Andere veel voorkomende aandoeningen van de twaalfvingerige darm zijn:
- Inflammatoire darmaandoening (IBD), die een ontsteking in de twaalfvingerige darm of de maag kan veroorzaken. Inflammatoire darmziekte heeft twee soorten, de ziekte van Crohn en colitis ulcerosa. Alleen de ziekte van Crohn treft de twaalfvingerige darm. Colitis ulcerosa heeft geen invloed op de twaalfvingerige darm.
- Coeliakie, een aandoening die vooral de twaalfvingerige darm treft (als gevolg van nadelige effecten wanneer iemand gluten of tarweproducten eet).
- Overmatig alcoholgebruik, wat een ontsteking van de twaalfvingerige darm kan veroorzaken (duodenitis genoemd).
- Duodenumzweren (vergelijkbaar met maagzweren), dit zijn laesies die zich vormen in het slijmvlies van de twaalfvingerige darm.
Duodenitis is een ontsteking van het slijmvlies van de twaalfvingerige darm. Dit kan verschillende oorzaken hebben, waaronder:
- Helicobacter pylori infectie (een soort bacterie die vaak zweren en ontstekingen in de maag en de twaalfvingerige darm veroorzaakt)
- Andere soorten bacteriële infecties
- Coeliakie
- Virale infecties
- NSAID's (niet-steroïde anti-inflammatoire geneesmiddelen), een klasse van pijnstillers die ontstekingen verminderen en waaronder ibuprofen, naproxen en meer. Langdurig gebruik van NSAID's wordt in verband gebracht met duodenitis; de aandoening treedt echter doorgaans niet op bij kortdurend gebruik van NSAID's.
- Auto-immuunziekten (zoals de ziekte van Crohn)
- Duodenale lymfocytose (een aandoening waarbij sprake is van een verhoogd aantal intra-epitheliale lymfocyten - een vorm van kleine witte bloedcellen - in het slijmvlies van de twaalfvingerige darm, ontdekt via een biopsie)
- Rooktabak (intensief gebruik)
- Onbedoeld letsel of een operatie die een negatieve invloed heeft op de twaalfvingerige darm
- Chemotherapie of bestralingstherapie
- Idiopathisch (onbekende oorzaken)
Symptomen
Veel voorkomende aandoeningen van de twaalfvingerige darm, zoals duodenitis, kunnen acuut (korte en ernstige) of chronische (lange termijn) zijn. De aandoening leidt mogelijk helemaal niet tot symptomen; het kan worden gediagnosticeerd wanneer een persoon wordt onderzocht op een ander type spijsverteringsstoornis. In andere gevallen kunnen symptomen zoals ongemak of een branderig gevoel in de buikstreek aanwezig zijn.
Andere symptomen kunnen zijn:
- Opgeblazen gevoel na het eten (zelfs kleine hoeveelheden)
- Misselijkheid en overgeven
- Indigestie
- Pijn in de onderbuik (of in sommige gevallen pijn in de onderrug)

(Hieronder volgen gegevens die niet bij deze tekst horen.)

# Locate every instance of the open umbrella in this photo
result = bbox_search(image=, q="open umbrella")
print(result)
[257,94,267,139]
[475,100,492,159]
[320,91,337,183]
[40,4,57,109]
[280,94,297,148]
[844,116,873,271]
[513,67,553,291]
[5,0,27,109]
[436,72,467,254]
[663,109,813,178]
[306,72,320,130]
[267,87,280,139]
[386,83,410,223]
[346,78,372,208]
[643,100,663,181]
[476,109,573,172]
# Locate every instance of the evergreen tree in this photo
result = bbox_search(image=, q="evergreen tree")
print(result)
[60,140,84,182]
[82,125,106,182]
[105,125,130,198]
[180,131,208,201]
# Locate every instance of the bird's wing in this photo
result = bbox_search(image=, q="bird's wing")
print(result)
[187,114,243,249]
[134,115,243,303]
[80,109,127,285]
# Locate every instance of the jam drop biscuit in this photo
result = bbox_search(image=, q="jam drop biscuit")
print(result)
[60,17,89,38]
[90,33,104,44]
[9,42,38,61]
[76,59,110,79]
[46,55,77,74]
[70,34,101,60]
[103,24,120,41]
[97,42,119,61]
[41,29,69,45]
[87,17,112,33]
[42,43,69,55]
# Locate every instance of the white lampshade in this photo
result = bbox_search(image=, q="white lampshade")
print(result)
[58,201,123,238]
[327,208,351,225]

- Zwarte teerachtige ontlasting (kan optreden bij darmbloedingen). Merk op dat dit symptoom een medisch noodgeval kan zijn; een persoon met inwendige bloedingen moet onmiddellijk medische hulp inroepen.
Tests
Verschillende tests worden vaak gebruikt om aandoeningen van de twaalfvingerige darm te diagnosticeren, waaronder duodenitis. Deze omvatten:
- Bloed- of ontlastingsmonsters (om op te testen H. pylori).

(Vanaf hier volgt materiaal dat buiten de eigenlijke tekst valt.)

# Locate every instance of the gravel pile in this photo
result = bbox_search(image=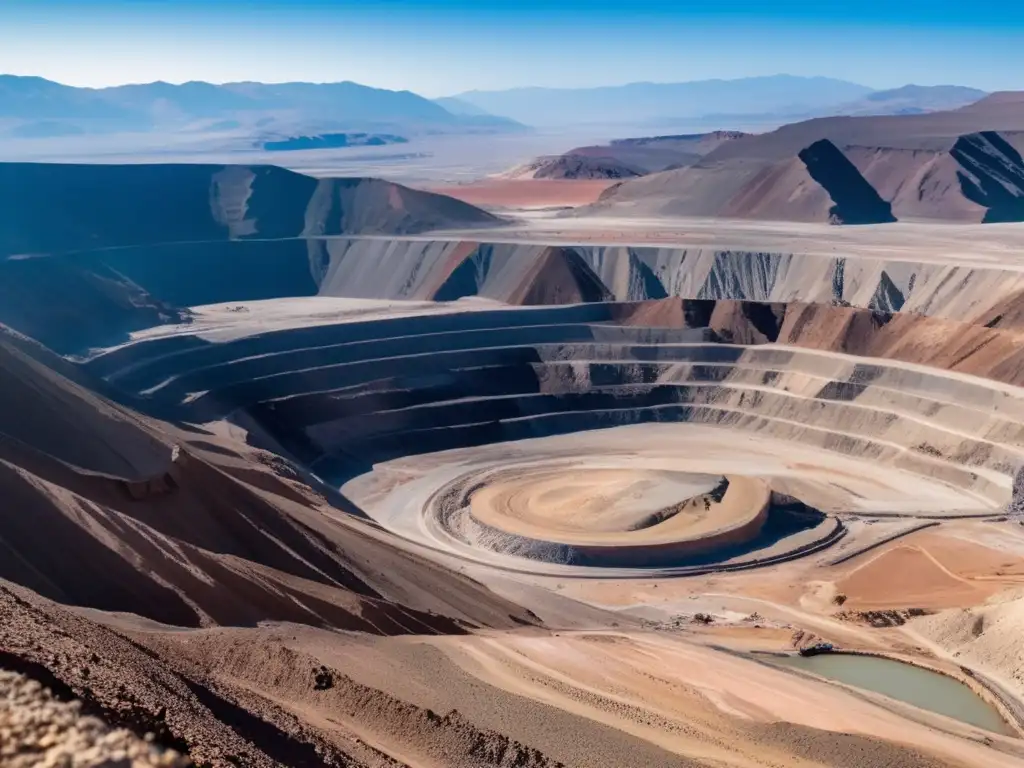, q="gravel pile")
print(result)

- Een ureumademtest, uitgevoerd om op te testen H. pylori voor en nadat een persoon een oplossing drinkt.
- Bovenste endoscopie, of EGD, een test die wordt gebruikt om de oorzaak van buikpijn of langdurig brandend maagzuur, misselijkheid, braken of bloed in de ontlasting vast te stellen. Met de EGD kan de zorgverlener de bekleding van de twaalfvingerige darm bekijken om te controleren op de aanwezigheid van zweren of andere symptomen zoals ontsteking of bloeding.
- Een biopsie om te controleren op kankercellen of om duodenale lymfocytose te diagnosticeren.